Sous l’bord noir et gras d’ ma casquette,
Avec mes doigts aux ongu’en deuil,
J’sais rien m’coller eun’ roufflaquette
Tout l’ long d’ la temp’, là, jusqu’à l’œil.

J’ peux m’ parler tout ba’ à l’oreille
Sans qu’ personne entend’ rien du tout.
Quand j’ rigol’, ma gueule est pareille
À cell’ d’un four ou d’un égout.

Mais jamb’s sont fait’s comm’ des trombones.
Oui, mais j’ sais tirer — gar’ là-dessous ! ——
La savate, avec mes guibonnes
Comm’ cell’s d’un canard eud’ quinz’ sous.

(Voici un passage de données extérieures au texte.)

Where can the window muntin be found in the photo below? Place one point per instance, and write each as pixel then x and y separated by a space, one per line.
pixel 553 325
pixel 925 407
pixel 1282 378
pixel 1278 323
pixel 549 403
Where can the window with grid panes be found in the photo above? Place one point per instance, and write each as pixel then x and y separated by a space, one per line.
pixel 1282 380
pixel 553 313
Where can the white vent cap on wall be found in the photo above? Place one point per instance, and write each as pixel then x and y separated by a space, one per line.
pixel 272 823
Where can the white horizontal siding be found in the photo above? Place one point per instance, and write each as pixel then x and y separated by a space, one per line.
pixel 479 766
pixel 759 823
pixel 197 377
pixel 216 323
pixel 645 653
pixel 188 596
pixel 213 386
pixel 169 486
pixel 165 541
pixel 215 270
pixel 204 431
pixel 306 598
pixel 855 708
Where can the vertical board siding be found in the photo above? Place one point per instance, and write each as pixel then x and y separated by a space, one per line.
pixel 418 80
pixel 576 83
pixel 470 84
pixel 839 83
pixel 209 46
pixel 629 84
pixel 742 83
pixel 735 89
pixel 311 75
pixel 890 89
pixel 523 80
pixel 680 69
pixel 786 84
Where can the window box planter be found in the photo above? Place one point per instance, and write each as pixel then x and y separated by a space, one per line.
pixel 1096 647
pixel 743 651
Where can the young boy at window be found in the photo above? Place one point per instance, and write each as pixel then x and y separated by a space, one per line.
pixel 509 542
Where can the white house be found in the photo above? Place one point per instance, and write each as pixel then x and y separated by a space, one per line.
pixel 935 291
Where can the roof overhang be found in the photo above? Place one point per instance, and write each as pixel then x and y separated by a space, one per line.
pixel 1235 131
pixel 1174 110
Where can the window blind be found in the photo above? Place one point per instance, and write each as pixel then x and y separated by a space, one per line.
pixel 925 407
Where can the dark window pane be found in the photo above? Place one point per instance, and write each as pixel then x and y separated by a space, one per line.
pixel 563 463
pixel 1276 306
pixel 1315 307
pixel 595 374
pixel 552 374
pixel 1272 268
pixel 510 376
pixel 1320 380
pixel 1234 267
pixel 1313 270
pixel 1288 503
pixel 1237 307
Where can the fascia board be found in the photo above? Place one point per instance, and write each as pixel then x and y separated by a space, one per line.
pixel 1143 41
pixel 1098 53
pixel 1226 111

J’ai l’ piton camard en trompette.
Aussi, soyez pa’ étonnés
Si j’ai rien qu’ du vent dans la tête :
C’est pa’ç’que j’ai pas d’ poils dans l’ nez.

Près des théâtres, dans les gares,
Entre les arpions des sergots
C’est moi que j’ cueill’ les bouts d’ cigares,
Les culots d’ pipe et les mégots.

Ben, moi, c’t’ existenc’-là m’assomme !
J’ voudrais posséder un chapeau.
L’est vraiment temps d’ dev’nir un homme.
J’en ai plein l’dos d’être un crapaud.

Les pant’s doiv’nt me prend’ pour un pître,
Quand, avec les zigs, sur eul’ zinc,
J’ai pas d’ brais’ pour me fend’ d’un litre,
Pas mêm’ d’un meulé-cass’ à cinq.

. . . . . . . . . . . . . . . . . . . . . . . . . . . .
Vrai, vous savez, c’est pas ma faute.
J’fais quoi que j’peux. J’vous dirais ben
Pourquoi c’est que j’suis pas d’la haute.
J’l’avais mêm’ dit à m’sieu Rich’pin.

Mais faut croir’ que ça doit pas s’dire,
Puisque, pour s’êt’ fait mon écho,
On l’a fourré dans la tir’lire
Avec les pègres d’ Pélago.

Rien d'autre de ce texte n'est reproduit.